The class action suit demands Bird and Lime cease operations in the state of California.

Liudmyla Boichenko/Dreamstime.comLiudmyla Boichenko/Dreamstime.comAs dockless, electric scooters rise in popularity across America, the backlash against them has grown increasingly hysterical. Witness a new class action lawsuit accusing Lime, Bird, and other scooter rental companies of "neglect," "abetting assault," and inciting "civil unrest" in the greater Los Angeles area.

"While acting under the guise of the commendable goals of furthering personal freedom and mobility and protecting the environment, the defendants…are endangering the health, safety, and welfare of riders, pedestrians, and the general public," reads the complaint, filed by personal injury law firm McGee, Leher, & Associates last week.

The firm is representing eight plaintiffs, all of whom claim to have been injured in some fashion by electric scooters that first appeared on Los Angeles area streets late last year.

This includes Andrea Rosenthal, an arthritic, who was unable to park in a handicapped spot thanks to someone's careless placement of an electric scooter.

Worse off still is Tina Ogata who tripped over not one, not two, but three Lime scooters left on the sidewalk, resulting in a broken left wrist and ring finger. (The complaint does not specify if Ogata tripped over all three scooters at once, or rather suffered a series of falls a la Sideshow Bob stepping on rakes.)

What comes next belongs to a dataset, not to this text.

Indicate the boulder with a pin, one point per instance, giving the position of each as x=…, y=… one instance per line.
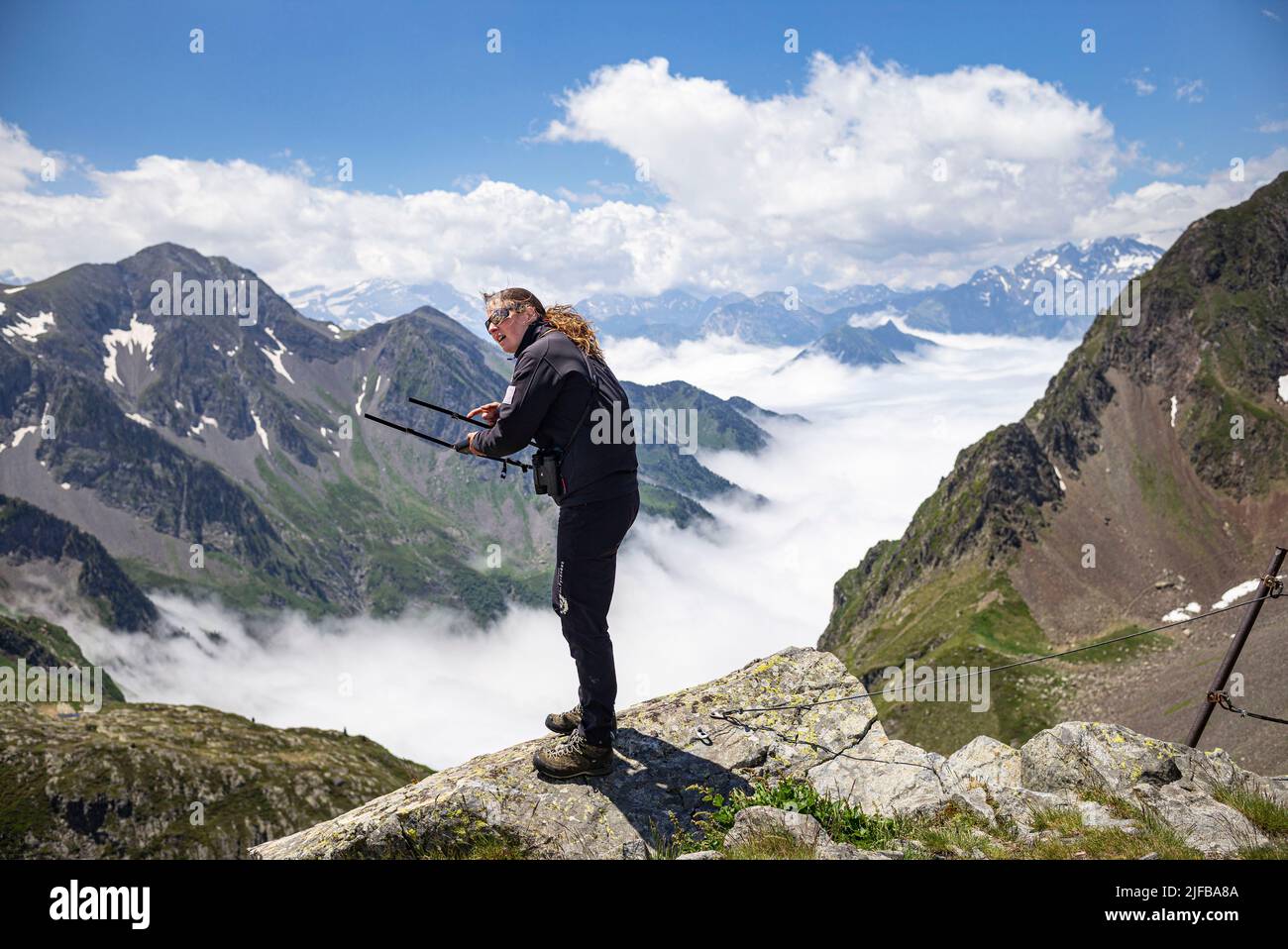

Another plaintiff, Natasa Kojic reports being hit from behind by a Bird scooter rider, suffering "injuries to her left big-toe, right wrist, and left knee."

Then there's David "Davy Rocks" Petersen. The 62-year-old street performer was reportedly dancing in a gladiator's outfit near the Santa Monica pier when he was struck from behind by a man riding a Bird scooter, resulting in a broken arm and torn muscle which required surgery.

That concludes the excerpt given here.